Clients usually come to FreeFall with a developed design or an idea, but often don’t know how to get from A to Z. Pike says, “With laser cutting, much more is possible than what’s in the general knowledge base. I listen to the specifics of their project, without judging them for not being tech-savvy, or looking down on an artistic idea that may not naturally lend itself to the laser technology. I’m more interested in problem-solving a final result.”
Several steps and many hours of prep work go into creating a finished product. Pike’s pieces are usually smaller parts of a larger handcrafted whole and must integrate seamlessly with the client’s creation, which requires her to have knowledge of woodworking, painting, bookbinding, and other art forms—and serve as the bridge between the art and the laser cutter. She explains, “There’s a popular misconception that laser cutting is punching a bunch of numbers into a machine. Like any tool—whether it’s a paintbrush or a planer—it requires understanding of the material you’re working with as well as how the tool works.”
This knowledge and appreciation of a variety of art forms—and willingness to try inventive approaches—is why clients trust Pike to take on complex projects. For example, she was hired by a furniture conservator to recreate the missing monogram inlays for a pair of nineteenth-century piano stools. She first examined the recessed areas in the stools, as well as the style of the inlays on other furniture in the same collection. From there, she transformed the conservator’s drawings into a digital file that could be read by the laser cutter.
Next up: extensive testing. Mother-of-pearl was the first choice, but its thin, brittle character was no match for the heat of the laser, and the pieces ended up disintegrating. Pike then test-cut several different types of wood. “Every wood behaves differently with the heat of the laser, so we had to figure out the best way to cut each,” she notes. Ultimately, pear, boxwood, and cedar were chosen for the project, with some pieces cut right-side-up and some upside-down to create a dovetailing effect when the pieces were arranged together.

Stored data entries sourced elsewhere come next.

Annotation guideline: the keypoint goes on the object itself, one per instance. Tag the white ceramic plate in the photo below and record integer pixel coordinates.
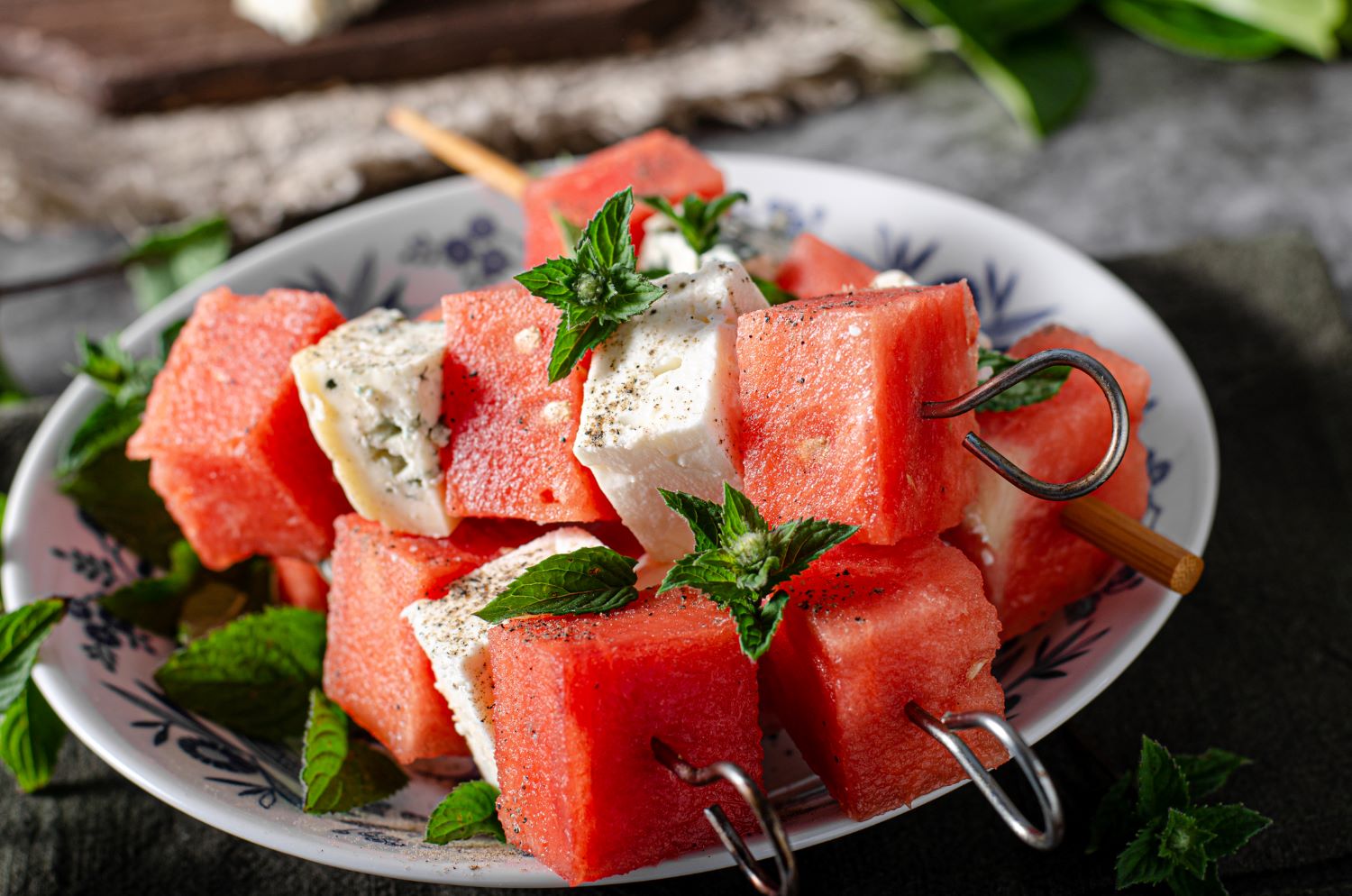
(410, 248)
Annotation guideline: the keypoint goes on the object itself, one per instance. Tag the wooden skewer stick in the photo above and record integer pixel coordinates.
(1143, 549)
(1098, 523)
(461, 153)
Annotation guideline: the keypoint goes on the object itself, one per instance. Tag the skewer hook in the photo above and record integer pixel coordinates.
(1017, 373)
(733, 842)
(944, 730)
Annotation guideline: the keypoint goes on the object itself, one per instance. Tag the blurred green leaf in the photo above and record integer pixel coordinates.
(172, 257)
(1035, 67)
(1184, 27)
(1309, 26)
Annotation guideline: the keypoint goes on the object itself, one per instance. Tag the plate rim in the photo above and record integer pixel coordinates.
(67, 699)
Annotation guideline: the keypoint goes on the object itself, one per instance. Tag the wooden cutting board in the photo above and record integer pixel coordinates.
(132, 56)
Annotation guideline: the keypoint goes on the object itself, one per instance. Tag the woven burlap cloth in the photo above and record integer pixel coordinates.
(738, 61)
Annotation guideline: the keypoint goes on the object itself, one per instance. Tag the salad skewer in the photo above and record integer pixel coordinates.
(1117, 534)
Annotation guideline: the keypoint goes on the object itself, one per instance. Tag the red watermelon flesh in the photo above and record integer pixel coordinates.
(656, 162)
(816, 268)
(300, 584)
(865, 631)
(832, 389)
(576, 700)
(373, 666)
(511, 430)
(1032, 565)
(229, 446)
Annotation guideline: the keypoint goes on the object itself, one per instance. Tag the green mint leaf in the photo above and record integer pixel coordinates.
(1184, 884)
(156, 604)
(172, 257)
(338, 773)
(1040, 387)
(711, 571)
(1208, 772)
(799, 542)
(1032, 65)
(1140, 863)
(568, 232)
(467, 811)
(1309, 26)
(1114, 820)
(773, 294)
(756, 623)
(115, 493)
(1184, 27)
(107, 429)
(30, 738)
(571, 343)
(22, 633)
(587, 580)
(1230, 826)
(1159, 782)
(703, 517)
(607, 241)
(738, 560)
(598, 289)
(552, 281)
(253, 674)
(740, 517)
(697, 221)
(1183, 842)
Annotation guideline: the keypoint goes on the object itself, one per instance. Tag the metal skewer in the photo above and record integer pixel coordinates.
(733, 842)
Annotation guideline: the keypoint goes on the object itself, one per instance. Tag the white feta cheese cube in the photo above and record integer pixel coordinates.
(456, 641)
(372, 394)
(892, 279)
(300, 21)
(662, 407)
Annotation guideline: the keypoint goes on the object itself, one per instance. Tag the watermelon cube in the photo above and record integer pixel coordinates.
(373, 666)
(1032, 565)
(816, 268)
(229, 448)
(300, 584)
(868, 630)
(511, 430)
(656, 162)
(576, 701)
(832, 392)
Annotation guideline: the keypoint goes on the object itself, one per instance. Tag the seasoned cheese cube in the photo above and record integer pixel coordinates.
(372, 392)
(662, 403)
(456, 641)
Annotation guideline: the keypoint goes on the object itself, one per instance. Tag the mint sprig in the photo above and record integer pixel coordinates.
(1040, 387)
(597, 289)
(740, 561)
(253, 674)
(697, 219)
(467, 811)
(587, 580)
(340, 773)
(30, 733)
(1168, 837)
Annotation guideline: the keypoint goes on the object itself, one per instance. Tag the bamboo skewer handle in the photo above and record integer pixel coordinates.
(1101, 525)
(1143, 549)
(461, 153)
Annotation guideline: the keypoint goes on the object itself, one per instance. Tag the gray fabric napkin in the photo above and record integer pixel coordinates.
(1256, 661)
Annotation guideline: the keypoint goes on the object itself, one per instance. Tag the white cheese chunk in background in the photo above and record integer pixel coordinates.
(662, 407)
(300, 21)
(372, 394)
(892, 279)
(665, 249)
(456, 641)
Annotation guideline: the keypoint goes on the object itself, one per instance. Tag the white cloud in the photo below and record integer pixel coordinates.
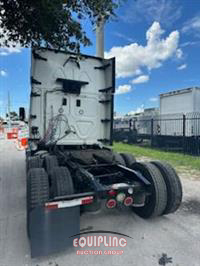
(153, 99)
(179, 53)
(182, 67)
(164, 11)
(3, 73)
(10, 50)
(138, 110)
(132, 58)
(190, 43)
(123, 36)
(122, 89)
(13, 47)
(140, 79)
(192, 26)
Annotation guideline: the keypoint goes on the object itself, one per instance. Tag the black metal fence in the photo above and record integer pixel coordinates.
(178, 132)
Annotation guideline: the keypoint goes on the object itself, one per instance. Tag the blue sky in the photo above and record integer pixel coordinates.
(156, 44)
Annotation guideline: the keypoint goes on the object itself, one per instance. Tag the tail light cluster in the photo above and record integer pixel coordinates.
(120, 197)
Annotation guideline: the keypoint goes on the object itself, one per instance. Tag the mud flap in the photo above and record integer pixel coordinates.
(50, 230)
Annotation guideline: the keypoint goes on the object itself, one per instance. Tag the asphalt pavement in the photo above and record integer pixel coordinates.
(167, 240)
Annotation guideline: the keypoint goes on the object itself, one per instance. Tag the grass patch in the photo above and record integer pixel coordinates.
(176, 159)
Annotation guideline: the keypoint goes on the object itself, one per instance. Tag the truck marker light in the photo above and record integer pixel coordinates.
(111, 203)
(112, 192)
(128, 201)
(120, 197)
(130, 190)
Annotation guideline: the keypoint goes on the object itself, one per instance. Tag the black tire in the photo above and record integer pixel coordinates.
(174, 187)
(129, 159)
(62, 183)
(50, 162)
(155, 203)
(34, 162)
(37, 190)
(118, 159)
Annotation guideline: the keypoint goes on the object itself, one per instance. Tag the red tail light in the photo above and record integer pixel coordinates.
(87, 200)
(112, 192)
(51, 206)
(128, 201)
(111, 203)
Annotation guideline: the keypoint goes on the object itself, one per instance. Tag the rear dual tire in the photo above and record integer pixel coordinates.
(156, 201)
(173, 184)
(166, 189)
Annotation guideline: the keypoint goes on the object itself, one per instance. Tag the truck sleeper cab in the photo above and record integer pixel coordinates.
(70, 168)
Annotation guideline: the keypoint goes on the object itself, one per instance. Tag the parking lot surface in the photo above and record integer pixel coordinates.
(167, 240)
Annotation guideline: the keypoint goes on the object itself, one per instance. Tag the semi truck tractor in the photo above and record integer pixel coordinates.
(71, 167)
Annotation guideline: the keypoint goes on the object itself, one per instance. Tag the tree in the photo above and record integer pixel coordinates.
(50, 23)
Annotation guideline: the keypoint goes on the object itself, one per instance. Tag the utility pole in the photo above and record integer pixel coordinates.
(100, 37)
(9, 122)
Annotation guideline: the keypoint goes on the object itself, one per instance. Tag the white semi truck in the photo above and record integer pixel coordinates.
(70, 165)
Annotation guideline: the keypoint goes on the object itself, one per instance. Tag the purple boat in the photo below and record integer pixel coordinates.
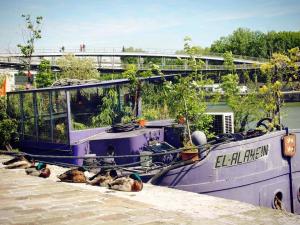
(66, 125)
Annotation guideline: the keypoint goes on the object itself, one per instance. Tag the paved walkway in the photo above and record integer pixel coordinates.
(32, 200)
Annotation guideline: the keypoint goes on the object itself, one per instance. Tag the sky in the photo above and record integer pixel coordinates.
(147, 24)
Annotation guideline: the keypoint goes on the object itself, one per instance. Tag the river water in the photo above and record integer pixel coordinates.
(290, 113)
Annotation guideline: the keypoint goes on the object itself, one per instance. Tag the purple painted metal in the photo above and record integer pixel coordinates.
(254, 182)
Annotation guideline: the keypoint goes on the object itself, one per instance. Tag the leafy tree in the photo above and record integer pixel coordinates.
(282, 68)
(272, 101)
(193, 51)
(246, 108)
(44, 77)
(229, 62)
(76, 68)
(33, 33)
(245, 42)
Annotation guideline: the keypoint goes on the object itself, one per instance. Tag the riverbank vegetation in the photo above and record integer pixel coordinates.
(246, 42)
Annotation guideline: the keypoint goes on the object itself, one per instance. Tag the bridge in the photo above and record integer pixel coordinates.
(114, 59)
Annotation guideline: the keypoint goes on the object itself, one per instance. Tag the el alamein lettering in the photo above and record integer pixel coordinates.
(241, 157)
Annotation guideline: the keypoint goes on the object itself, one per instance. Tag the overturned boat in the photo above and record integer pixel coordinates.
(66, 125)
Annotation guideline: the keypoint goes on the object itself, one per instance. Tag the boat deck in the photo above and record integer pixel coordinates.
(33, 200)
(118, 135)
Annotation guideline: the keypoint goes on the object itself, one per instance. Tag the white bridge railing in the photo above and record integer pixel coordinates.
(113, 65)
(118, 51)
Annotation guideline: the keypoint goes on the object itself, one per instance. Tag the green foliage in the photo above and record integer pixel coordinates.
(33, 33)
(76, 68)
(109, 109)
(8, 127)
(246, 108)
(193, 51)
(184, 98)
(44, 77)
(282, 68)
(257, 44)
(229, 62)
(272, 102)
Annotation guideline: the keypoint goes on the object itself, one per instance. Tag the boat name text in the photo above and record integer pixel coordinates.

Though Pike delights in the meticulous engineering of projects like these, even more, she enjoys the revelatory potential of using the laser to expose what lies beneath the surface of a material, from the clean white “canvas” in laser-engraved areas of dark-colored parchment to engraving on fabric to remove the top layer of dye and expose the undyed material underneath. “I like to experiment with working within the confines of a medium while augmenting what we have,” says. “What happens when we remove those layers? Or when we move the focal distance on the laser? How can I spark something that will help the artist think more expansively and integratively about her medium?”